The Future of Oocyte Banking

A reliable method of cryopreserving oocytes allows patients to freeze and store their own oocytes to ameliorate loss of fertility through age, disease, or ovarian loss or injury. An additional application is assisting patients who wish to avoid creation of supernumerary embryos through allocation of some oocytes to IVF and some to freezing. This strategy ensures that every oocyte is clinically used and maximizes the potential of each treatment cycle while avoiding the difficult decisions and controversies that may surround cryopreserved zygotes or embryos.

The ability to offer cryopreserved donor oocytes, i.e., through a donor oocyte bank, is exceedingly attractive from a convenience-to-patient perspective and the ability to initiate therapy rapidly. Donor oocyte banks are a significant venture, requiring medical, scientific, business and administrative skill and strong communication and organization. Their emergence may impart greater urgency to the effort to create a central oocyte donor registry to keep an accounting of how many cycles a specific oocyte donor undergoes and how many offspring result from her donations [3638].

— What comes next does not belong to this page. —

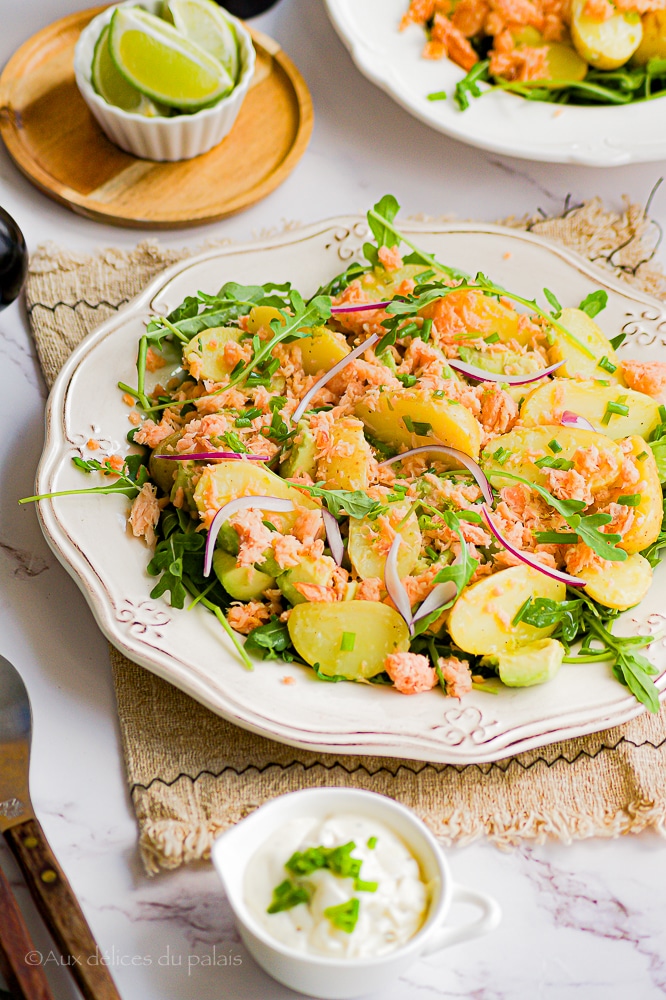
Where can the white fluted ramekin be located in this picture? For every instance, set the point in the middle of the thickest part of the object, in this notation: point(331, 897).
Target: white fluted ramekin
point(179, 138)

As cryopreserved oocyte banking becomes established as the newest ART, it may be important to consider how it will evolve. A new generation of potential users of this technique, whether for autologous fertility preservation or as donors or recipients, brings its own expectations and values. This is a generation accustomed to rapidly developing medical technology and fully expectant of virtually instant communication, high levels of social connectivity through electronic media, and robust access to information.

Just as IVF, embryo cryopreservation, assisted hatching, ICSI, and embryo biopsy for preimplantation diagnosis fulfilled the family-building ambitions of patients in the 1980s and 1990s, oocyte cryopreservation and its benefits of fertility preservation and donor oocyte banking brings greater prospects and maybe even the promise for family building in the twenty-first century.